Every now and then a major news outlet gets carried away and reports that Bitcoin will consume all the world’s power.
A conspiracy theorist might say that such stories are instigated by the international banking cartels in order to stoke fears that Bitcoin is not a sustainable alternative to fiat currency, and recent findings by experts on the matter will do nothing to assuage such beliefs. The fact is, it’s not possible for Bitcoin to consume all the world’s power and moreover, the metrics used to reach such conclusions were faulty in the first place.
Responding to an article published in Nature Climate Change and an earlier one published in Newsweek, a Dr. Jonathan Koomey has pointed out that the methodology used to make conclusions such as “Bitcoin mining on track to consume all of the world’s energy by 2020” or “Bitcoin emissions alone could push global warming above 2°C” is not sound.
While I encourage everyone in the electricity sector to track Bitcoin as a potential source of new load growth, please use caution and avoid being misled by the hype. Breathless media coverage papers over the uncertainties in the underlying data, and makes it seem like Bitcoin is taking over the world, but in fact it’s likely only 0.1% of global electricity consumption, and it is unlikely to continue growing at recent historical rates.

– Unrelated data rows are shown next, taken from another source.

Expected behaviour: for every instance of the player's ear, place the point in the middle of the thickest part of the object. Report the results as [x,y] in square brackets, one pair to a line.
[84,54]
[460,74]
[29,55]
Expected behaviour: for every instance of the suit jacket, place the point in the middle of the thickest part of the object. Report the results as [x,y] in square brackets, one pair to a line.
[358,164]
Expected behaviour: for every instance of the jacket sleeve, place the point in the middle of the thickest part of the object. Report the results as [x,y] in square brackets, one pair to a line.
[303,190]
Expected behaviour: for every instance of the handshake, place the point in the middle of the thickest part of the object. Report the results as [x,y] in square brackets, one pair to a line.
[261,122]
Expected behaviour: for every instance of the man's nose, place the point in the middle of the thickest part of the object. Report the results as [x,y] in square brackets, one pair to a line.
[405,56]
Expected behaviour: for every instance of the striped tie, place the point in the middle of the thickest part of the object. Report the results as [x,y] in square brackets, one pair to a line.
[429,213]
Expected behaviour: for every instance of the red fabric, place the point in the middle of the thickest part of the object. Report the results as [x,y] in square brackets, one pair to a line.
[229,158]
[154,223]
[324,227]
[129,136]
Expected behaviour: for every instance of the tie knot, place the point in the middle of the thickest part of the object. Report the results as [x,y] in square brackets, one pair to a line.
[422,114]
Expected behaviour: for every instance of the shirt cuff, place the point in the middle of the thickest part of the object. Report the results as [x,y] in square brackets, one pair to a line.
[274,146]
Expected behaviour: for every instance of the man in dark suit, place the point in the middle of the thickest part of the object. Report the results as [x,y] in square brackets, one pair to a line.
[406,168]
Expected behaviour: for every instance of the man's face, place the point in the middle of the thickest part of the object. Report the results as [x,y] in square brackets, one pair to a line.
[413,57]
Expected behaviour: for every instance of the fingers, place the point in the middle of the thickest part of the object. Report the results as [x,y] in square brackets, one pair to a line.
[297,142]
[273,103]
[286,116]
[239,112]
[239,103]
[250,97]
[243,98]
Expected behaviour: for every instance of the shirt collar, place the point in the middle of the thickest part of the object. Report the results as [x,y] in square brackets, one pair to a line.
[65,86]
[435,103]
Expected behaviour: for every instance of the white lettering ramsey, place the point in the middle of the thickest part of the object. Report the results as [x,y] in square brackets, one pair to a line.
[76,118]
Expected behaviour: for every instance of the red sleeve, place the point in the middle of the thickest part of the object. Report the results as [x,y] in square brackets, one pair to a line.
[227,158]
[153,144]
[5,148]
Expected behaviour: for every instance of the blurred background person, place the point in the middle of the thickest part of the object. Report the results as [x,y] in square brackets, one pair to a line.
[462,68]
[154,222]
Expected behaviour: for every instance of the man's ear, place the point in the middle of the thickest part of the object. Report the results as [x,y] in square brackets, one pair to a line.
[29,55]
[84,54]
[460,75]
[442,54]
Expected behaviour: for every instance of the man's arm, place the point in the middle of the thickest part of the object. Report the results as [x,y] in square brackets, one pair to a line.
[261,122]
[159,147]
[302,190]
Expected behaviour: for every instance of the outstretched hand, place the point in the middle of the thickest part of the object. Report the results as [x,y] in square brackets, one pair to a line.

Also during his interesting response, he points out that Bitcoin is not the first technology to be targeted and vilified as an energy hog. He points to reporting from the early 2000s which asserted that the Internet as a whole was using more than 10% of the world’s electricity and that in fact these assertions were false, but it wasn’t for years that the claims were successfully debunked, largely because good science takes time and quality data collection is hard.
“Misleading factoids about information technology electricity use emerged from coal-industry funded studies around the year 2000, at the time of the first dot com bubble and the California electricity crisis. They popped up again, from the same authors and funders, in 2005 and 2013,” he wrote. “The claims were reported in every major newspaper, cited by investment banking reports and politicians of both political parties, and avidly promoted by people and companies who should have known better […] All of these claims turned out to be bunk, but it took years of creating peer reviewed research to prove it. We found that the Internet (defined as those authors defined it) used only 1% of US electricity in 2000, all computers used 3%, the total would never grow to half of all electricity use, and that the factoid about the wireless Palm VII overestimated networking electricity by a factor of 2000.”
Total Bitcoin Mining Power Usage? Less than 1%
According to Koomey, total Bitcoin mining usage of the world’s electricity supply currently sits at about 0.1%. Importantly, it is not scheduled to continue growth at recent rates.
While he says that Bitcoin is certainly an important factor for electric companies to consider as they expand operations, recent reporting on the subject does nothing to help. “It’s not a crisis, but we need more research.”
It’s interesting how far misinformation can go. As we went to press with this story, the Washington Post published yet another article on the subject of Bitcoin being a bane to climate change. It would be useful if experts with countering opinions were consulted by such outlets from time to time. The Post writes:
But the study then compared a hypothetical future rate of bitcoin adoption to the history of technologies such as the credit card, the dishwasher and electricity itself, and it found that if bitcoin continues to catch on — and if computations to record transactions and generate new bitcoin become ever more complex and demanding — greenhouse gas emissions from the mining could explode.
Certainly, Bitcoin uses a lot of energy, but mining hardware also becomes more efficient with every new generation, and the amount of energy available in the world also increases regardless of Bitcoin.
Such reporting around them seems to imply that the world would be better off – in a literal way – without Bitcoin. Such notions fail to take into account the many positive ways that Bitcoin and other cryptocurrencies can contribute to solving the world’s problems.